You'll find I'm quite paradoxical in nature and that is because I generally think in many situations, I use both sides of my brain.  My left brain loves chemistry, it loves the mathematical and analytical sides of art and the world and my right brain is the creative one; it applies what ideas it has to ever part of my work.

In that sense, I'm both a scientist and an artist.  And those two things blend very well.  It takes creativeness to find new things in the world of chemistry and for me, it's takes the analyticalness of my scientific side to properly draw figures in art.  It is difficult for me to speak about a one true passion.  The truth of it all is that I'm very passionate about both chemistry and art, and those two worlds are hard to maintain in balance with each other.

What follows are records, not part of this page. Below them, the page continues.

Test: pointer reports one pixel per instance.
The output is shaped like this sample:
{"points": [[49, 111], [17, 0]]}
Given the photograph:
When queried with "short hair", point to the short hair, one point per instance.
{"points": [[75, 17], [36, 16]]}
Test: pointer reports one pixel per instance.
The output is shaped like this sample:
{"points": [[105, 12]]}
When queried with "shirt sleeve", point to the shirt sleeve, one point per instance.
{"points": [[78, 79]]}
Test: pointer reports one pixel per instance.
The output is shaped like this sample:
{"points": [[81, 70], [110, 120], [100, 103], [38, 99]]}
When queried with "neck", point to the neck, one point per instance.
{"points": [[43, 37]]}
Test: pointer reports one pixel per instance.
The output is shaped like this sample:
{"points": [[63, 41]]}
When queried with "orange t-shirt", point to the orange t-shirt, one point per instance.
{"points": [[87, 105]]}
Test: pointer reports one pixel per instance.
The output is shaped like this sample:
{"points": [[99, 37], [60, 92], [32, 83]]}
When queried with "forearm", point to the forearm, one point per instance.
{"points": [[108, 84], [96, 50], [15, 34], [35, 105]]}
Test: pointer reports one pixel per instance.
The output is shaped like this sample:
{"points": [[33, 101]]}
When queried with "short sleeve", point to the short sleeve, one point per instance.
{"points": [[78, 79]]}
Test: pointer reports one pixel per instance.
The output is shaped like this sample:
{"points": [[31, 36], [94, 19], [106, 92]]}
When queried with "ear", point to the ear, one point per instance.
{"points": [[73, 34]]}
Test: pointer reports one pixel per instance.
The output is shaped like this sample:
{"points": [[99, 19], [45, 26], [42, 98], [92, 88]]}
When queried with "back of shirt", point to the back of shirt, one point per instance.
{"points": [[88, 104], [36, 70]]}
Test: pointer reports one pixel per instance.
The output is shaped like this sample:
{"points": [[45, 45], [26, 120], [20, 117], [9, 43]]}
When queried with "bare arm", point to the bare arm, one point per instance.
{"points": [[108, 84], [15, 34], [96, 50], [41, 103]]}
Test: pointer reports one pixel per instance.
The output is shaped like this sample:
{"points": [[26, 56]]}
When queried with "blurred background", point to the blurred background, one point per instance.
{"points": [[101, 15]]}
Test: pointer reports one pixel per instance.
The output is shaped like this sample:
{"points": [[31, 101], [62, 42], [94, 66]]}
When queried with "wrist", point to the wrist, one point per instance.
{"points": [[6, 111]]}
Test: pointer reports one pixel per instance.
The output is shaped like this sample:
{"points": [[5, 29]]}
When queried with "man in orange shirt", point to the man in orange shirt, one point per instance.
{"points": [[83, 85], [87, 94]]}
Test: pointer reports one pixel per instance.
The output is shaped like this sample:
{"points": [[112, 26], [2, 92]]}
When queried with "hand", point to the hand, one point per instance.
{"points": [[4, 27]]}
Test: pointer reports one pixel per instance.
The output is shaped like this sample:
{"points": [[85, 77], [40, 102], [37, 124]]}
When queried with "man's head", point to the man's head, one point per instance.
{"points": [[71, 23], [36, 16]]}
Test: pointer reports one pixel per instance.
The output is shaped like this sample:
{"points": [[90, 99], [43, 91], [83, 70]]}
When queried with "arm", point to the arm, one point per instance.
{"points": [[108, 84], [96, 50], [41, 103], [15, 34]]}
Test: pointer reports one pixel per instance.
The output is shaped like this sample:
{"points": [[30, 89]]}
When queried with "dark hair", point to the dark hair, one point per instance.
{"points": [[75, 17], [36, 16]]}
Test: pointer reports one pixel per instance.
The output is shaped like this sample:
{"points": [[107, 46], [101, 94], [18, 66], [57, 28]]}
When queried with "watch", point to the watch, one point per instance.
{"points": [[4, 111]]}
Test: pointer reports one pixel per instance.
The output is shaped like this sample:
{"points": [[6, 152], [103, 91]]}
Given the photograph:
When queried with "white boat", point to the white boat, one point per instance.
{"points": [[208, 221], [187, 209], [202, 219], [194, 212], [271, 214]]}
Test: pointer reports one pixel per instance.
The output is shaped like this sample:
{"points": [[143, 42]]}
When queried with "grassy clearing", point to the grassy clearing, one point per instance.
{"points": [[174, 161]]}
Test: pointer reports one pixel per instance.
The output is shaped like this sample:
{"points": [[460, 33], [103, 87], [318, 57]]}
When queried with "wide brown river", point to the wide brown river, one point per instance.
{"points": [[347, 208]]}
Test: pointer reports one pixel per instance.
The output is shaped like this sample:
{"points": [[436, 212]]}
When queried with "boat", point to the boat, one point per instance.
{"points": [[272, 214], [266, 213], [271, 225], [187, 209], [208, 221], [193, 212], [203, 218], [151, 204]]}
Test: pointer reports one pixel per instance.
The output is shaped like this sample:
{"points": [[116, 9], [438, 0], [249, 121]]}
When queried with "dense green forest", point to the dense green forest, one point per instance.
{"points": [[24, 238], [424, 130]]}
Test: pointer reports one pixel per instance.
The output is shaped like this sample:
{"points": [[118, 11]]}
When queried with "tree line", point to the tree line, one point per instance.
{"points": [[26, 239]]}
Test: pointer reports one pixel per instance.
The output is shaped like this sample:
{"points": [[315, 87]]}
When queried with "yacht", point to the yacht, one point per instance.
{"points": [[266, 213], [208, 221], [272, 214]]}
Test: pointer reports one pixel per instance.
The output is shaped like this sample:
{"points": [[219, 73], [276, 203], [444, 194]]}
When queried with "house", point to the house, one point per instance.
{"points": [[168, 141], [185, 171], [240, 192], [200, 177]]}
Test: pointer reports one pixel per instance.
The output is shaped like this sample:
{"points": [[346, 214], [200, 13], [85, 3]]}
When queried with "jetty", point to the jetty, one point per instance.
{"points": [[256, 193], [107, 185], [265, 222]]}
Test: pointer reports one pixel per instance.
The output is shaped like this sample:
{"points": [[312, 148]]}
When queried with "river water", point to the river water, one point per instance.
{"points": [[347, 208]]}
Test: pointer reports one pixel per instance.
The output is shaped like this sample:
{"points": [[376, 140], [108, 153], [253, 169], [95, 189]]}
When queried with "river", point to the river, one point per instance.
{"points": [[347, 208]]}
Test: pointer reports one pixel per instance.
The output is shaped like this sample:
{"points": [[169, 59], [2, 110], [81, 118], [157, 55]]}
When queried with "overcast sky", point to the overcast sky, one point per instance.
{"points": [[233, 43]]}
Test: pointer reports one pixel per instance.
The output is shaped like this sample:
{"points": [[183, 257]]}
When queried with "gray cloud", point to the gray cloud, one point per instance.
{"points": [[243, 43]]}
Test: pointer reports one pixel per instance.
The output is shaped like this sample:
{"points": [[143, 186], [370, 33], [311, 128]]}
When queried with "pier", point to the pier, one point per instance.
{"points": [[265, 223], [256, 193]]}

On one hand, there is my chemistry.  I became interested in it in my junior year of high school, after finding I had a knack for understanding it's basic principles. While now I realize I'm average at best in chemistry, I still love it and I want to continue studying it in order to find a fulfilling career that helps people, be it at a pharmaceutical company or some other industry job.  I've learned several things in my time in undergraduate studies in chemistry: 1) I do not like organic, no matter how much my adviser encourages it 2) to get a good career in chemistry, you have to have a masters or Ph.D. and 3) I'm in love with chemical interactions that occur in the body.  I'm sure as this blog progresses, you will learn about my time applying to graduate schools, since I'm a senior, and that is my main plan straight out of college.

And on the other hand, I'm obsessed with everything art.  I've drawn all my life, I dance and I've played the violin.  I love looking at art and being involved in it.  It's something I hold dear, just as much as chemistry, but because it will never be my career, it often sits on the back-burner.  I'm fortunate to find time to participate in ballroom dance and draw almost every week.  But I haven't picked up my violin in several years, except to tune it and play short tunes.  My drawing style is manga illustration.  While I mostly do fanart, I do have quite a few original characters involved in an original story tentatively dubbed "Omega" and I wish to get the comic off the ground soon.  I'm also trying to change my style to something less manga-like, with realistic eyes and noses and lips.  When I took a drawing class in college, I adored doing figure work, I even took the time to go to free figure drawing sessions on some evenings just because they were offered for free.  In keeping art a hobby, I hope I will be able to expand my appreciation for it as well as continue learning at my own pace and not feel obligated to change at the rate I'm sure most artists do.

So sometimes, I am the best of both worlds, however, I have a feeling this year chemistry will take over and in graduate school it shall reign supreme.  I will try to keep my art appreciation and love alive despite that.  I hope that this blog can display both of those worlds.  I love sharing interesting things in both art and chemistry.  And I hope you will continue to follow me here on my journey through life.